The latest employment cost index (ECI) report, which tracks wages and benefits paid out by US employers, showed total pay for civilian workers during the second quarter increased 1.3 per cent. That was roughly in line with the 1.4 per cent jump during the first three months of 2022, which was the biggest quarterly increase recorded in data stretching back to 2004.

For the 12-month period that ended in June, pay-related expenses were up 5.1 per cent, well above the 4.5 per cent annual pace recorded last quarter. Wages were up 5.3 per cent compared with the same time last year, after registering a 1.4 per cent quarterly rise.

“This is a print that’s going to keep Fed officials up at night and likely sets [a 0.75 percentage point rate rise] as the base case for September,” said Omair Sharif, founder and president of Inflation Insights. “The monthly inflation and activity data are going to have to co-operate in a very big way for the Fed to step down from that [pace].”

The data, published by the Bureau of Labor Statistics, were released on Friday alongside the Fed’s preferred inflation gauge, the core personal consumption expenditures (PCE) price index. According to the commerce department, the headline index rose 1 per cent in June, after rising 0.6 per cent in May. That lifted the annual rate to 6.8 per cent, above the 6.3 per cent increase during the previous period.

Once volatile items such as food and energy were stripped out, “core” PCE still rose 0.6 per cent in June, outpacing the previous 0.3 per cent monthly increase. On a year-over-year basis, it is up 4.8 per cent.

The Fed’s target for core PCE is 2 per cent, meaning the US central bank has significantly more progress to make to achieve its goals. As such, interest rate increases are expected well into the second half of 2022, extending what has become the fastest tightening cycle since 1981.

Consumer sentiment remains near record lows, according to data released on Friday by the University of Michigan and expectations of future inflation five years from now came in at 2.9 per cent.

Economists are split as to how the Fed will calibrate the pace of its interest rate adjustments in the months ahead, having implemented a second consecutive 0.75 percentage point rate rise this week to bring the federal funds rate to a new target range of 2.25 per cent to 2.50 per cent. That brings the benchmark policy rate in line with what is broadly considered “long-run neutral” and does not speed up or slow down economic growth when inflation is at 2 per cent.

Fed chair Jay Powell said the central bank would shift to a “meeting-by-meeting” approach in terms of deciding on the cadence of forthcoming rate increases, backing away from the previous tactic of providing specific guidance well in advance. Still, Powell sent signals about what is potentially in store for the next policy meeting in September, noting that “another unusually large rate rise” is possible if warranted by the data.
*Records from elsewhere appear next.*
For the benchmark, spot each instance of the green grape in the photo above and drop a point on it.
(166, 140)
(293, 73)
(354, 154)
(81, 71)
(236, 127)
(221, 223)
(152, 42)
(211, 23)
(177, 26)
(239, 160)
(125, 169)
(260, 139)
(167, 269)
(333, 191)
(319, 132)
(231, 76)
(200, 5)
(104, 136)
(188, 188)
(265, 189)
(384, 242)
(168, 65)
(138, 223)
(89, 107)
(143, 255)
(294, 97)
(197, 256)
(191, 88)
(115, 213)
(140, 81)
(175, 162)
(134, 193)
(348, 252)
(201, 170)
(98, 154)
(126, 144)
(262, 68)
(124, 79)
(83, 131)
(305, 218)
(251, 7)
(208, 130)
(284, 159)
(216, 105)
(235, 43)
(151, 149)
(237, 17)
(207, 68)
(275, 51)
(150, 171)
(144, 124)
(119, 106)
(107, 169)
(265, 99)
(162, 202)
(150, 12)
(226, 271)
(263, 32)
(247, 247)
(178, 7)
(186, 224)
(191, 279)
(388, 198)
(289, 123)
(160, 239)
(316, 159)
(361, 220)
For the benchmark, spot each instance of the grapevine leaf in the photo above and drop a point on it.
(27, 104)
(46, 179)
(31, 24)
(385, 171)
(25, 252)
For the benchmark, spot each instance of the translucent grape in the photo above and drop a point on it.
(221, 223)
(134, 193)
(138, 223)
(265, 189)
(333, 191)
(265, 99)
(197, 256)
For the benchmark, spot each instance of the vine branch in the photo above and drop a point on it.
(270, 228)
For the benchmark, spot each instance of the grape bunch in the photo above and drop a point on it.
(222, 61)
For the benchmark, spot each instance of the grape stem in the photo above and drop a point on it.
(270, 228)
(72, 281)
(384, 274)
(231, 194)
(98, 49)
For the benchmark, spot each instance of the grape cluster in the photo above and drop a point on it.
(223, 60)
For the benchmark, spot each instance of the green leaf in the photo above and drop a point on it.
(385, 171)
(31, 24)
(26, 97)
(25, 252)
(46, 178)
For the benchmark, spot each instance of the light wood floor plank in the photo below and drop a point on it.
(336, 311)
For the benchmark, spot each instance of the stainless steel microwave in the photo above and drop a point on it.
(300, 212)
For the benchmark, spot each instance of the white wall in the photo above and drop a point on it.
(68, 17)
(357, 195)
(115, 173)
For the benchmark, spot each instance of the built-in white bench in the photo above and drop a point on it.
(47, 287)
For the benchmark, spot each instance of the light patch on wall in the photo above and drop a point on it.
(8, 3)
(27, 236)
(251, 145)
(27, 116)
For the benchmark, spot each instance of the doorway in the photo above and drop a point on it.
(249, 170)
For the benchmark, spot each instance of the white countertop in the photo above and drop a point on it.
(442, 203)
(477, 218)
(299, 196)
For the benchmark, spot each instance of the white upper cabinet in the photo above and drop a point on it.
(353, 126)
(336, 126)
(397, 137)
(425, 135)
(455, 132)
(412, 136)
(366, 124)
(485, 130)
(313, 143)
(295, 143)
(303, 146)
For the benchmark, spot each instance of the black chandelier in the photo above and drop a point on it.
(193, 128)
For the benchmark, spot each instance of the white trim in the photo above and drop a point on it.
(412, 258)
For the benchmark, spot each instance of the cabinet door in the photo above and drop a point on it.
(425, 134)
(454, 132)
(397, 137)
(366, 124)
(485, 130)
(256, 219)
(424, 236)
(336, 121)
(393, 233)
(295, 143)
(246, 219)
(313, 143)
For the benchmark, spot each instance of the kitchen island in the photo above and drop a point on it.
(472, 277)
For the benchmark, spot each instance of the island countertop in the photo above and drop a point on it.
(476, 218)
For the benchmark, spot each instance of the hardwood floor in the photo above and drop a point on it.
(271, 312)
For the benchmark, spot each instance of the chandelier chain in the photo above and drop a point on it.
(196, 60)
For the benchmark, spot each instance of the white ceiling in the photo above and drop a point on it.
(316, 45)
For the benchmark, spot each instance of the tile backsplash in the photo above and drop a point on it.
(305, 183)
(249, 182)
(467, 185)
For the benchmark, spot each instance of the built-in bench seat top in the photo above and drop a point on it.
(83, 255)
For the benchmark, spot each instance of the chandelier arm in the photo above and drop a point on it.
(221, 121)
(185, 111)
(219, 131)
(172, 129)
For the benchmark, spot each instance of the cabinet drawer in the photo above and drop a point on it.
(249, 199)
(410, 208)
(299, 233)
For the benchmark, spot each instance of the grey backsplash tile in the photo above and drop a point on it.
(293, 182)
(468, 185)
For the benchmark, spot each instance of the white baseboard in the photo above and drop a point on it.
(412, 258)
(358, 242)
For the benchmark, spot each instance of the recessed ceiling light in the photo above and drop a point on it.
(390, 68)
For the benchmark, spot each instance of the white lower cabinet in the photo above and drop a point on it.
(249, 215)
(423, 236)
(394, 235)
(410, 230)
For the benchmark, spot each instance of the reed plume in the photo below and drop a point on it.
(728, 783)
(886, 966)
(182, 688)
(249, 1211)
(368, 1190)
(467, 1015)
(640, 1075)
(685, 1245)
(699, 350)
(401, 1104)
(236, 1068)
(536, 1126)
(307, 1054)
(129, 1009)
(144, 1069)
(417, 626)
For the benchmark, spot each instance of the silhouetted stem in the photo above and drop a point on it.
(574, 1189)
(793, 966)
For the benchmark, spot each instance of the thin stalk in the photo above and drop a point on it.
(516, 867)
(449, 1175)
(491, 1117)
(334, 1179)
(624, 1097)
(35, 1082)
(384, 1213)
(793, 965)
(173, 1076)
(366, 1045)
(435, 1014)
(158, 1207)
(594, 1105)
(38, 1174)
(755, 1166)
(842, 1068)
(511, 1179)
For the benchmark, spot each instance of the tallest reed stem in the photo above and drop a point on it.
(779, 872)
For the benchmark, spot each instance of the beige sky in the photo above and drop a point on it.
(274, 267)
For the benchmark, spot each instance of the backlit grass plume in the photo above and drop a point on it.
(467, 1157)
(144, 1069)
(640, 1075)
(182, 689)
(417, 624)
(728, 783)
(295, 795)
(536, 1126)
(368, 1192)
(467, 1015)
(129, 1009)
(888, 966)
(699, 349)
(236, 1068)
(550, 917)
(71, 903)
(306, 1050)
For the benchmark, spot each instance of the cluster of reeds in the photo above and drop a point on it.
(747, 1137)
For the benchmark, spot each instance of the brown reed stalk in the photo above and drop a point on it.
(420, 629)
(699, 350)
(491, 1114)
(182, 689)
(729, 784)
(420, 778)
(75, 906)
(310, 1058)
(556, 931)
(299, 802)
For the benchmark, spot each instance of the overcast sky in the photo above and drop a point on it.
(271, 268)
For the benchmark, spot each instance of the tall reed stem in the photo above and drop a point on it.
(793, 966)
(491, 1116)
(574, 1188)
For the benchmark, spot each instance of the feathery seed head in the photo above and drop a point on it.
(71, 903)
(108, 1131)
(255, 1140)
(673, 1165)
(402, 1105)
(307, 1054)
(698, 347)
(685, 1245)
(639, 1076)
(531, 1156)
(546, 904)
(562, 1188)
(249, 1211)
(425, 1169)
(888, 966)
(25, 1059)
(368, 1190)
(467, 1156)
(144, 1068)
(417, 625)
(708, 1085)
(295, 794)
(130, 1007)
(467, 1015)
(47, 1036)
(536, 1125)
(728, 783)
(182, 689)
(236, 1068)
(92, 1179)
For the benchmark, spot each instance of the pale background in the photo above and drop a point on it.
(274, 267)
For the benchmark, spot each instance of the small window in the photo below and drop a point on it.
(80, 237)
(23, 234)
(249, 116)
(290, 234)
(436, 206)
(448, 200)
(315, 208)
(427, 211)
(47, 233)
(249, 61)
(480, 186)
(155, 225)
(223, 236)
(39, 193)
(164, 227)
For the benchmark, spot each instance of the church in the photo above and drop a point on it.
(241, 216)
Nancy Vanden Houten, lead US economist at Oxford Economics, said that based on the most recent figures, there isn’t “any evidence that wage growth is slowing”. She also expects another 0.75 percentage point rate rise in September.

Officials have previously indicated that they want to see several months of decelerating inflation readings before changing course. As of last month, most expected rates to rise closer to 3.5 per cent by the end of the year, with further increases to come in 2023.

Friday’s inflation reports come just one day after new data showed the US economy shrank for a second consecutive quarter, a common criteria for a technical recession. However, given the sustained strength of the labour market, which is still registering healthy monthly jobs growth, most policymakers and economists argue that the conditions for a recession have yet to be met.